Review: JLA: Age of Wonder~

JLA: Age of Wonder

Writer: Adisakdi Tantimedh, Breakdowns: P. Craig Russell, Pencils and Inks: Galen Showman, Letterer: Bob Lappan, Colorist and Separator: Dave McGraig

DC Comics 2003 (Two Issues)

As with all Elseworlds comics (like Marvel’s “What If..?” line before them and DC’s own “Imaginary Stories” predating both) JLA: Age of Wonder re-imagines familiar characters by taking them out of their traditional place and time. This two issue series kicks off with in 1876 with (The) Superman making his inaugural appearance at the first ever World’s Fair held in the USA: Philadelphia’s Centennial Exposition.

His background is the same (Kryptonian infant, crash in rural US, raised by the Kents) it’s only the timetable that has been changed. Because of his humble upbringing Superman maintains his Golden Age positivity and belief that the future can be a better place. In short order he finds himself working with Thomas Edison, Nikola Tesla… and Lex Luthor. The genius of these men, and the reverse-engineering of of Kryptonian technology, leads to Ted Knight becoming The Starman and to the accident that turns Barry Allen into The Human Flash. In 1896 Hal Jordan takes on the mantle of the First Green Lantern of Earth.

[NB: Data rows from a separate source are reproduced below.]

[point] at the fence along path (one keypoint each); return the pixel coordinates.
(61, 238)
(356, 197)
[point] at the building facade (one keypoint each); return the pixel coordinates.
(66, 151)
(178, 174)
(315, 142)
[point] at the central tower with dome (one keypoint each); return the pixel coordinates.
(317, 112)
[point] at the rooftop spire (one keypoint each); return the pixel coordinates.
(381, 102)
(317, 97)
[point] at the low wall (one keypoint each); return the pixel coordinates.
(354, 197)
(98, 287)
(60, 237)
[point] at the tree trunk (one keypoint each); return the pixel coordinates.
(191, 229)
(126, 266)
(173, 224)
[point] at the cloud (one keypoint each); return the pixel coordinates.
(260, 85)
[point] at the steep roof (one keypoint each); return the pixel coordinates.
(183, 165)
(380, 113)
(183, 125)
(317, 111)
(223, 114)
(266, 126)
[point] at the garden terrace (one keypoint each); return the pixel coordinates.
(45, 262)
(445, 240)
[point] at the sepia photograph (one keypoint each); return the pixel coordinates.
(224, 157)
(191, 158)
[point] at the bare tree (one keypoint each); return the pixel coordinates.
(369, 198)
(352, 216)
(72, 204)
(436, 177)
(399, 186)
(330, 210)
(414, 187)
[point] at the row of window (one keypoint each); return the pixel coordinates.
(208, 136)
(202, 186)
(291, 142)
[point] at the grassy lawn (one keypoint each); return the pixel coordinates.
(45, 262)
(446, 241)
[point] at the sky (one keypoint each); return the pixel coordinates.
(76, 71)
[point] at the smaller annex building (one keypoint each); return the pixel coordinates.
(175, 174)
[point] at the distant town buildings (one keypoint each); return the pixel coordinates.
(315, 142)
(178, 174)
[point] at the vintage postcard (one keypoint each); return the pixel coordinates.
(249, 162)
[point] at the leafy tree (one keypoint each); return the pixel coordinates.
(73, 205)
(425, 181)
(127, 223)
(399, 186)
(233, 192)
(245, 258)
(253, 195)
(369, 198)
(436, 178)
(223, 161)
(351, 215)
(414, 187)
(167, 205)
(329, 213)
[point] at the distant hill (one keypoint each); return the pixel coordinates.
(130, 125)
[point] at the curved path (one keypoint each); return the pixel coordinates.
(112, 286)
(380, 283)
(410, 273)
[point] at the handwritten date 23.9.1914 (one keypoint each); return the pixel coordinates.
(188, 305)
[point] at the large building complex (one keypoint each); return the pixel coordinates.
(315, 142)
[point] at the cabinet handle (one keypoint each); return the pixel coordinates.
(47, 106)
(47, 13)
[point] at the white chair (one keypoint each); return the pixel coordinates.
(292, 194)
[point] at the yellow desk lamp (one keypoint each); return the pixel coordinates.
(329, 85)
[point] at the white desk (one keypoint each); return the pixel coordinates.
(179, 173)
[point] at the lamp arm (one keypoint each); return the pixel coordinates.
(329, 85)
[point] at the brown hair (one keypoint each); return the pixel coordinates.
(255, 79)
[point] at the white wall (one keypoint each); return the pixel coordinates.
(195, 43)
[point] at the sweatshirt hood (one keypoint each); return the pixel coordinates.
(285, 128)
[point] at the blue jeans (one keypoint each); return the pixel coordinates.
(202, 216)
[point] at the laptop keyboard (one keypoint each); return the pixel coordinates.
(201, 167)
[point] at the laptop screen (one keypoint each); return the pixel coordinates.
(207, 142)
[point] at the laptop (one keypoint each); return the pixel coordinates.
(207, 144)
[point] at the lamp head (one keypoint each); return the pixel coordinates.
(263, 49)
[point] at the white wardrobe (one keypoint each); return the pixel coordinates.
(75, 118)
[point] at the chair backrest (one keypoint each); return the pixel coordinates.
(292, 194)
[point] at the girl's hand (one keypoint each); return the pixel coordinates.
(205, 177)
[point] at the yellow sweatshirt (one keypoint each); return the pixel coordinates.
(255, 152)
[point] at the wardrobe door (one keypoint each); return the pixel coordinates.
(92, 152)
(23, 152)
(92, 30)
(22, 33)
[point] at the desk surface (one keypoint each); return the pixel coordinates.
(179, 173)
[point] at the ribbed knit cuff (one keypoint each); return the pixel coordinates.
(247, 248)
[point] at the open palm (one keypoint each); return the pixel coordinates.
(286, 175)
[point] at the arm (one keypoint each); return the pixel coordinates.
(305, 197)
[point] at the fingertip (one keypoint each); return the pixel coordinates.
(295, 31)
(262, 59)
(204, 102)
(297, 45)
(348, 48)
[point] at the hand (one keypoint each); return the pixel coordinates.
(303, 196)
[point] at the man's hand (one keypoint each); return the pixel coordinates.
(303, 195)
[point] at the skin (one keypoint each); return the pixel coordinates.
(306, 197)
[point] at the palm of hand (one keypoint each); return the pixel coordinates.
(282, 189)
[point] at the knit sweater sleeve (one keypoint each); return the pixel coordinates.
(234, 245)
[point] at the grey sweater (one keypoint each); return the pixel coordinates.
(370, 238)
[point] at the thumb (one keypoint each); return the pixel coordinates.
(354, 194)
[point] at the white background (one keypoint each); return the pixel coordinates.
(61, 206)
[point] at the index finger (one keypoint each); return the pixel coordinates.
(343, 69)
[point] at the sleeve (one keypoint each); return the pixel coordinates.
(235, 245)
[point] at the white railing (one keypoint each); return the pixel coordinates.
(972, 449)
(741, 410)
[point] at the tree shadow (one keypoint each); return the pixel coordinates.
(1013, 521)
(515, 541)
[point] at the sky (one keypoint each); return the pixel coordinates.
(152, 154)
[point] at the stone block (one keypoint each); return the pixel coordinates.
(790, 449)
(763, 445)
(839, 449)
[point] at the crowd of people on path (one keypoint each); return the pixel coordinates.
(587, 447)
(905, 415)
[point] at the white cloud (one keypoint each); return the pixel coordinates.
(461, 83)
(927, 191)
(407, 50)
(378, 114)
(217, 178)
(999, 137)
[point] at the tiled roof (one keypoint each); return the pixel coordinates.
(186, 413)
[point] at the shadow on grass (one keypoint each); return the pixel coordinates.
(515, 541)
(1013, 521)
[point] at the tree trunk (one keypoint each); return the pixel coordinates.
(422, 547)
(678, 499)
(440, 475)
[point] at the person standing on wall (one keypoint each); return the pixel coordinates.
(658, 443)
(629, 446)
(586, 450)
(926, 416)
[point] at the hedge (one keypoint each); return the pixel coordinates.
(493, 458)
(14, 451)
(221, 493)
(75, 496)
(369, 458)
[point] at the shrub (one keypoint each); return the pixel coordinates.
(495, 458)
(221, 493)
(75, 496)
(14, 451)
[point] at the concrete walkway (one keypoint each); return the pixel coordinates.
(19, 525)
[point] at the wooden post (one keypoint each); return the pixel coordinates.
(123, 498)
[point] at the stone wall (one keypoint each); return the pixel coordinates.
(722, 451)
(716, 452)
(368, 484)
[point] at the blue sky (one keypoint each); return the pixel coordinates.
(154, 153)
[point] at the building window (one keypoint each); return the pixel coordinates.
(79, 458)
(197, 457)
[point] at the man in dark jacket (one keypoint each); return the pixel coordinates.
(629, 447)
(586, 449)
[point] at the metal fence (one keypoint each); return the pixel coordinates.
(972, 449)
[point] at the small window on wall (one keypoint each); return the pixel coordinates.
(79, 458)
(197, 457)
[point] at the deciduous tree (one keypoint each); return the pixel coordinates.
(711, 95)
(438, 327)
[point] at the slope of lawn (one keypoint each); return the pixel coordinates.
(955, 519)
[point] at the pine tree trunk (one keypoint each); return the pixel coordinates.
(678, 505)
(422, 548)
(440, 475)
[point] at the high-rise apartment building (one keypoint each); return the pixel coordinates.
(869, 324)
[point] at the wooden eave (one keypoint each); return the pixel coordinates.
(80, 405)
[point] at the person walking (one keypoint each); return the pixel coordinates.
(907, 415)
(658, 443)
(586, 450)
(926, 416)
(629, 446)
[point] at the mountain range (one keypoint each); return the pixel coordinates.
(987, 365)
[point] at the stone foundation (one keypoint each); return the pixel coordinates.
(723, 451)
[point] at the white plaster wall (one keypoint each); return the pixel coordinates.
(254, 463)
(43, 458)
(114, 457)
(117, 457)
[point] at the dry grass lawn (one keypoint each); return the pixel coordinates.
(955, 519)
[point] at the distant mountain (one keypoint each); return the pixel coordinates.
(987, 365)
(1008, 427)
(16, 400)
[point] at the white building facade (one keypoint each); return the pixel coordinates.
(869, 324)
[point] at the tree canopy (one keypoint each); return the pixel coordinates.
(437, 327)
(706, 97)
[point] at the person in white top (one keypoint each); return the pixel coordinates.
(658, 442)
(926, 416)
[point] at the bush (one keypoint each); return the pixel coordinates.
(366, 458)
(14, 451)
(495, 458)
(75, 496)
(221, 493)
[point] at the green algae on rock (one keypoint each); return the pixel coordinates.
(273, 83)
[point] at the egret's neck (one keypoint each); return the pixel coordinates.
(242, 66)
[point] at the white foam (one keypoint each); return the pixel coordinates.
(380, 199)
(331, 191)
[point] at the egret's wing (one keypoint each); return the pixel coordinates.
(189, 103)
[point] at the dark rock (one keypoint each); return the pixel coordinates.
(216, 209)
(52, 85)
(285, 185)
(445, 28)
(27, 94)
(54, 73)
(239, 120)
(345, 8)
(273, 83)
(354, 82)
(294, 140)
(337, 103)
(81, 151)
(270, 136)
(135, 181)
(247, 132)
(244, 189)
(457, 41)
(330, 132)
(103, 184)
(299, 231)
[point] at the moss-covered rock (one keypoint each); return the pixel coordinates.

There is real conflict at the heart of this tale and can be summed up by the ideologies of the classic hero and his foil. Superman is a hopeful uptopianist; he wants to use his gifts and the wonders of modern technology for the good of all mankind. Luthor wants only power and the chance to make as d*mned much money as he can. It’s a question we still wrestle with: what is the purpose of technology? To make profit or to move humankind forward? Is technology an inherently corrupting influence? If one has power how should they use it? What qualifies one’s actions as “good”?

All of the characters grapple with these issues, some ending up on surprising sides of the arguments. The late appearance of The Green Arrow (at his Robin Hood best) brings the point home that these are issues of class, of the haves and the have-nots (who work for the haves).

The second issue picks up a few years after the end of the first, in 1911 with a world on the brink of a global war. Wonder Woman, Plastic Man, The Atom and The Batman come into the story. (Batman, interestingly enough as a sort of legacy character to The Green Arrow). As Earth teeters on the brink, and Luthor plays Machiavellian power games, the “heroes” are forced to make tough choices about might, right, technology, and society.

I’m not generally a big fan of Superman, but here his clean-cut view point, his idealism, his hope for humanity really works. He shines in a way that feels good and right. Even in a bad world he remains a good man. He stands, once again, as a paragon of what a hero should be.

The power of the Elseworlds stories isn’t that they can place your favorite costumed adventurers in new situations but that they can present us with a world that is totally changed from our own. Instead of having to keep reining in superheroes so that their world doesn’t become too alien to ours, the creators of the story are free to present radical outcomes. JLA: Age of Wonder ends with a modern world very different than ours, and with a twist that makes sense, that fits the spirit of the story and explains why, despite featuring so many Golden Age characters, this isn’t a Justice Society story.


PS: I just have to say that I love the costume designs for Superman and The Flash, they’re just perfect.